Friday, November 11, 2011

Home Educating Our Autistic Spectrum Children



Home Educating Our Autistic Spectrum Children: 
Paths Are Made by Walking
Edited by Terri Dowty & Kitt Cowlishaw
This book fits both the All Grown Up Monday
and the Education Friday category, so I'm writing about it late
Friday and probably no one will read this until Monday.
I started reading this book with a great deal of skepticism and with two
major expectations:
1 All the children (despite the inclusive title) would have Asperger's.
2 The case histories would not give the nitty gritty of education.
To a large extent this proved to be the case, and I didn't realize that 
some case histories would be from the U.K. and even Australia. Sure, Education
Otherwise sounds like a great resource, but Americans can't access it.
But the book succeeds in what I see as the editors' main goal-
showing that people can and do home school their children with autism
and that this can be a valuable and viable option for many families. 

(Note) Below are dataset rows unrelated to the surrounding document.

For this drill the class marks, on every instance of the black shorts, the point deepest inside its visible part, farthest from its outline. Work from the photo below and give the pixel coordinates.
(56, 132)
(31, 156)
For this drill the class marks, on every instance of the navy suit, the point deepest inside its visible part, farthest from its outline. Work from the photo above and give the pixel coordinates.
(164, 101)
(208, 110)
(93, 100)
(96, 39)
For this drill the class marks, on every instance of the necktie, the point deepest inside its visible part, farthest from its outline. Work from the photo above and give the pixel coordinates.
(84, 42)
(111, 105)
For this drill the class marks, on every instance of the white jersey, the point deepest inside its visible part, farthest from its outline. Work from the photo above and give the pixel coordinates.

Yes, most of the parents are writing about home schooling their
kids with Asperger's. And many of these kids seem perfectly suited
to home schooling, easily accomplishing academic tasks with minimal
direction. But not all. Greg, for instance, required a different, more intensive,
and more creative approach. His parents basically gave up on a family life to 
educate him, but "a different life need not necessarily mean a lesser one."
The common denominator among these parents
was that they felt their children would learn better at home than at
school. Any parent may make that choice.
Personally, I am very, very grateful that my son has a supportive 
team at public school helping him learn. But the stories in this book
made homeschooling a child with autism seem a little less daunting.